IF MY RESPONSE sounded like a personal attack, I apologize — it was certainly not meant to be. If the language was strong, that was because I just wanted to make it unequivocably clear where I thought your study was headed, as described in your previous message.

It's simply the methodology that I find lacking, and any statements from obits which do not explicitly state "suicide" as the cause of death (indeed any report that does not so state it) will always remain purely conjectural. Even obits that do state the cause are only circumstantial evidence, and of themselves offer no evidence for the religion tie-in — which I wouldn't expect to find in an obit — since we're really only looking at third-hand knowledge of the events.
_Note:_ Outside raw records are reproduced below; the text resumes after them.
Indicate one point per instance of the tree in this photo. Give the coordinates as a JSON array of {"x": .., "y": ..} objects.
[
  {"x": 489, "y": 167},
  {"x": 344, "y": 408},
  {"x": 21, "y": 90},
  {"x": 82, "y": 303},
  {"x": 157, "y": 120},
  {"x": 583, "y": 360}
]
A methodology that seems far more appropriate for this type of research is the case study (which you may not be prepared to undertake due to the time and resources involved to do it properly) — in-depth biographical studies of individuals from the subject population, the more the merrier, with first-hand real stories and hard, pertinent facts, which your ancillary statistics can supplement. For pertinent cases I would forget the obits and go straight to the horse's mouth — in this case, any suicide prevention organizations operating in the geographical areas you're studying. If anyone should know something about this field, these are the people you should be talking to.

Without actual case studies to go with your statistics, I'm afraid that your study will remain constructed on conjecture, at an arm's distance from the real story, whatever that may ultimately prove to be.